Before Christmas 2013, I went on a book bender and went nutty buying Venice related books including this one pictured - The Other Venice, written in 2004 as L'autre Venise and first published in English in 2007.
|Reading The Other Venice at my local cafe
The author is Predrag Matvejevic, who, according to the book cover, taught in Paris and Rome and was born to a Russian father and Croatian mother.
This is a book like no other that I've read about Venice. I'll read virtually anything and everything about Venice, and often Henry James' words about Venice ring in my ears as my read:
"...There is notoriously nothing more to be said on the subject. Every one has been there, and every one has brought back a collection of photographs..." (you can read a fuller quote from Henry James' Italian Hours here).
Predrag Matvejevic's first paragraph of The Other Venice echoes this sentiment. He writes: "what can one add to the history of this city that history itself does not know?".

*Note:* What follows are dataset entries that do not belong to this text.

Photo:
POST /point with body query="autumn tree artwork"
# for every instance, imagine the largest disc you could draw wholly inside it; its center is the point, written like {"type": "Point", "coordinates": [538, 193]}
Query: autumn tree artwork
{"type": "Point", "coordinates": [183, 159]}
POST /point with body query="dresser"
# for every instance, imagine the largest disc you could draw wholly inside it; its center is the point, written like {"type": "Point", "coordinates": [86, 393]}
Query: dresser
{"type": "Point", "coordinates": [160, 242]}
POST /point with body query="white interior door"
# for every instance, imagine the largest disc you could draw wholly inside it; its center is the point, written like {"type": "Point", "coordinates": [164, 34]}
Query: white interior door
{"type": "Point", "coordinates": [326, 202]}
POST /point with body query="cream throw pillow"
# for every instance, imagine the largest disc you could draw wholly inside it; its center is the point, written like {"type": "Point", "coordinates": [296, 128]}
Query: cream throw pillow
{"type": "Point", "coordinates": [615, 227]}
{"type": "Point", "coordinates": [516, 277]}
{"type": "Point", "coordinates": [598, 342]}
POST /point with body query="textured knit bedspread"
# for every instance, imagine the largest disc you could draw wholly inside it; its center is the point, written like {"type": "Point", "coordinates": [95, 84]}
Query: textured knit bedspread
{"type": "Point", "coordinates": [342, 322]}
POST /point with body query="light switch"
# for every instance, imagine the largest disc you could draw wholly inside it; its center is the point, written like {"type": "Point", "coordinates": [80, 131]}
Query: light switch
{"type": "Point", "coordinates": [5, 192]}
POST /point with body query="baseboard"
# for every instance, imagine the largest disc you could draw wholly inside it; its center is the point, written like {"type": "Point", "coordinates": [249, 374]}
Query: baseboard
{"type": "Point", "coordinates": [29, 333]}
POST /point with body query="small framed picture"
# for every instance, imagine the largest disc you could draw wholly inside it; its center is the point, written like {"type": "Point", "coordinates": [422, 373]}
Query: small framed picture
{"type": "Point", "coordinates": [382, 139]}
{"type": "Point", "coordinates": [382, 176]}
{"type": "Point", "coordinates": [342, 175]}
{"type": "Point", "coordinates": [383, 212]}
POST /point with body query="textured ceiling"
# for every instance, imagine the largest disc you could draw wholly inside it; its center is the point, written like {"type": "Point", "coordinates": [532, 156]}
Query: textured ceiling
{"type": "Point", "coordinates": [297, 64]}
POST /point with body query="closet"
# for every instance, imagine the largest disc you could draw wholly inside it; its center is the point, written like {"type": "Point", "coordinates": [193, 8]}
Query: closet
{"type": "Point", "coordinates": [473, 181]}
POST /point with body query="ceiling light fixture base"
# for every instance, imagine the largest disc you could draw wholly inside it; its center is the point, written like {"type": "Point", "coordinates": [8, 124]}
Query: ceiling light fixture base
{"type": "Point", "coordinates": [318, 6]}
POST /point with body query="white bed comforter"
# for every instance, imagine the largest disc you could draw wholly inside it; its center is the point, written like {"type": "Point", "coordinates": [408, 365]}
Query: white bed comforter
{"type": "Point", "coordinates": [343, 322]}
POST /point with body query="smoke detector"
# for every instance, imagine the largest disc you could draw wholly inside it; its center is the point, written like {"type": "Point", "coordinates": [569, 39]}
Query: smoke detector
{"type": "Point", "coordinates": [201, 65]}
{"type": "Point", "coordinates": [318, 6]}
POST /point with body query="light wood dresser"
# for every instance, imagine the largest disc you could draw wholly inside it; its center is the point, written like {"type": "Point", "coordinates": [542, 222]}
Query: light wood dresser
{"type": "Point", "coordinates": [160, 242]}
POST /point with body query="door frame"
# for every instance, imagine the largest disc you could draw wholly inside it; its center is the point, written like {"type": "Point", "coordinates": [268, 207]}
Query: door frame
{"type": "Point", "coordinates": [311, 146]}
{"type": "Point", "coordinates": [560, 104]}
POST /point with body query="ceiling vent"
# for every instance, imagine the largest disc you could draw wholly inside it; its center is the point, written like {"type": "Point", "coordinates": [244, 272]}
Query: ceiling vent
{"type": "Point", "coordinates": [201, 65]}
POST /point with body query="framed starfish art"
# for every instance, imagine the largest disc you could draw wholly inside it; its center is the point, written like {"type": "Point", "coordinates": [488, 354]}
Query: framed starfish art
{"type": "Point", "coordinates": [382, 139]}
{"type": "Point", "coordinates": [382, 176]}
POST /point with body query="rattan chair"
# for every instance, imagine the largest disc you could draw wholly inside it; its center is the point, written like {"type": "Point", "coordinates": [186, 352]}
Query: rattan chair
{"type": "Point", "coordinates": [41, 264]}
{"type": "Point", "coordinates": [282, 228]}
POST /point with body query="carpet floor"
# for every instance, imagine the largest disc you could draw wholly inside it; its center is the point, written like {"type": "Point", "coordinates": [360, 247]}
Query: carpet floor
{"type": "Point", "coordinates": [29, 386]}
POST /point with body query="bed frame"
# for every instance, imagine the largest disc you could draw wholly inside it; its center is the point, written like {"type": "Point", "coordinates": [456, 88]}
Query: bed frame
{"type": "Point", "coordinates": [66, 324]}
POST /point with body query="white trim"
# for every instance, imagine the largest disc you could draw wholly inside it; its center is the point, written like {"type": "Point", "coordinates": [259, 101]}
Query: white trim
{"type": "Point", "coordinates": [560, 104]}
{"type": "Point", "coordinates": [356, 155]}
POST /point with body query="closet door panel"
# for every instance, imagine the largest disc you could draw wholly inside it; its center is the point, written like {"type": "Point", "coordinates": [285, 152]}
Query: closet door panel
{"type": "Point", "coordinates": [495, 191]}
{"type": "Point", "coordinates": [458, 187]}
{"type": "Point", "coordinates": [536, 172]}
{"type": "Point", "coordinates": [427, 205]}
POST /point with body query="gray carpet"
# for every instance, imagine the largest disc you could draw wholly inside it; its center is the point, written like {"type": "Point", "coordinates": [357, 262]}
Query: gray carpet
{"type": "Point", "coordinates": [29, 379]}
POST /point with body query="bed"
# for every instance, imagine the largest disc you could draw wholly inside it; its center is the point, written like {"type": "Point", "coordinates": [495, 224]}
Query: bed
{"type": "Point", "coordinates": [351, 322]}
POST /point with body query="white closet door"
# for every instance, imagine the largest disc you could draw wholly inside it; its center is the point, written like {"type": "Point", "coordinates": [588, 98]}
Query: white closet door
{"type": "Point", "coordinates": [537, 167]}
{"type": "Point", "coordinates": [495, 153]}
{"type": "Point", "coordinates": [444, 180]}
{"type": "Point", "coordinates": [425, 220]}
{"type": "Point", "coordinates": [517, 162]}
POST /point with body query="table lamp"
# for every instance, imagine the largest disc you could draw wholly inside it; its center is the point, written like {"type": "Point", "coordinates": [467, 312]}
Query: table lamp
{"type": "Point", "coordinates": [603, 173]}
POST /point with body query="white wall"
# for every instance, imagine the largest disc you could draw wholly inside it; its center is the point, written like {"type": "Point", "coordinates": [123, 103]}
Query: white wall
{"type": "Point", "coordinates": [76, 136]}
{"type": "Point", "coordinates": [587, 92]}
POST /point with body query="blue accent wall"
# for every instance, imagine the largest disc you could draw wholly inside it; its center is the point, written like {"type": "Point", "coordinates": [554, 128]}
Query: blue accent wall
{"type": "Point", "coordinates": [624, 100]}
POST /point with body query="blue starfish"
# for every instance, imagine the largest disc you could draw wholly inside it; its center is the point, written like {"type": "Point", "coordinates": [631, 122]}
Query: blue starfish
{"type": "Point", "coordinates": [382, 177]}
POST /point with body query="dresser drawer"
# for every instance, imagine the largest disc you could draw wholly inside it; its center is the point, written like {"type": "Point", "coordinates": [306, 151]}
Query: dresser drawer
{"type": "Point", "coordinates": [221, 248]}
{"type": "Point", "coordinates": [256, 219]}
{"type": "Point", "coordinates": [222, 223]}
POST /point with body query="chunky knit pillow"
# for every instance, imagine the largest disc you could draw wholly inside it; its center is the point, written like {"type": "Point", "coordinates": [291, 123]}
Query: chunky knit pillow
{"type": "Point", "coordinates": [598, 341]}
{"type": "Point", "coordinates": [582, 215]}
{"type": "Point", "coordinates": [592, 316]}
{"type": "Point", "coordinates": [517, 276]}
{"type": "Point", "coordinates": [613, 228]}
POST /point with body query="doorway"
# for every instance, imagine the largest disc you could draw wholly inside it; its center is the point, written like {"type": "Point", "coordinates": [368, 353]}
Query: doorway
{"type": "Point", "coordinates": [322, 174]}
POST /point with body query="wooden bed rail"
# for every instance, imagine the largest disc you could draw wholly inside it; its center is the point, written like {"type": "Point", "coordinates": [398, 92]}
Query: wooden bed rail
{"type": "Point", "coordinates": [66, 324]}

Matvejevic writes about Venice as no other author I've encountered has done - he writes lyrically, lovingly and compellingly about the smallest details of Venice: about its rust ("the rust of Venice is sumptuous, the patina like gilding'), its bridges, its islands, its obscure wall sculptures. He writes about the couch grass growing between the walls and stones of the city, and hunts through the streets of Venice for vegetation which he also discovers in the paintings inside galleries and churches around the city.
He also devotes a whole chapter to the bread of Venice, and it is this chapter above all else that stays with me.
For me, the heady, delicious smell of bread baking is always one of my fondest memories of Venice.
When I first went to Venice, that smell was everywhere and so were bread shops. But it's disappearing.
I think the Rizzo Pane shop near Campo Santo Stefano is still there, as is the Rizzo Pane near Campo San Barnaba. But the small shops where I used to buy my morning roll on my way from Campo Santa Margherita to the Guggenheim have long ago disappeared, and with them has gone that heady early morning smell of Venice.
Matvejevic describes how bread ovens were lined with brick, stones or ceramic tiles and heated with oak and chestnut, with the dry cane so ready available in the lagoon, used as kindling.
He also writes about the many Venetian names for 'baker': "pistore", "fornero", "panettiere", "panicuocoli" and the number of streets named "Calle del Forno" or "Calle del Pistor" which record their former ubiquitous presence in the city.
In her beautifully illustrated book, Venice & Food, artist and writer Sally Spector explains how there were two distinct trades of bread making in Venice- the forneri or panacuocoli who prepared and baked bread but could not sell it to the public, and the pistori who both baked and sold their own bread as well as the bread of the forneri.
In Australia, one is accustomed to buying pre-packaged bread from the supermarket. It lasts quite well for days, and the range is limited. I discovered in Venice that you buy bread when you intend to eat it - there are no preservatives, and it's hard and stale within a few hours.
I was also blessed by the patience of the many shopkeepers who helped me to learn how to order the breads I wanted - the first few times that I was faced with rows of unlabeled baskets and shelves filled with different kinds of bread, I was completely at a loss to know what or how to order.
Matvejevic lists the varieties available, and I will copy them here, and provide a brief description, for the sheer pleasure of writing their names and remembering their shapes, tastes and smells:
ciabatta - 'slipper' - a modern bread created in the Veneto in the 1980s, with a very crusty exterior and chewy interior (it was inspired by the popularity of French style baguettes)
ciopa - another bread from the Veneto, shaped with 4-6 bumpy tips or knots
bovolo - shaped like a snail, with a moderately crusty exterior and soft fluffy white interior
montasu - a soft white bread, with a shiny top from being glazed with egg wash
rosetta - shaped like a flower, with 'petals' surrounding a circle, with quite a crusty exterior and soft interior
pane biscotto - the famous durable, hard bread used for rations for sailors (the island of Sant'Elena near the Arsenale used to have 34 ovens owned by the State specifically for baking bread for its fleet - I've never actually seen this type of bread for sale in Venice bakeries)
zaleto - a yellow bread (more like a biscuit) which is yellow from corn flour.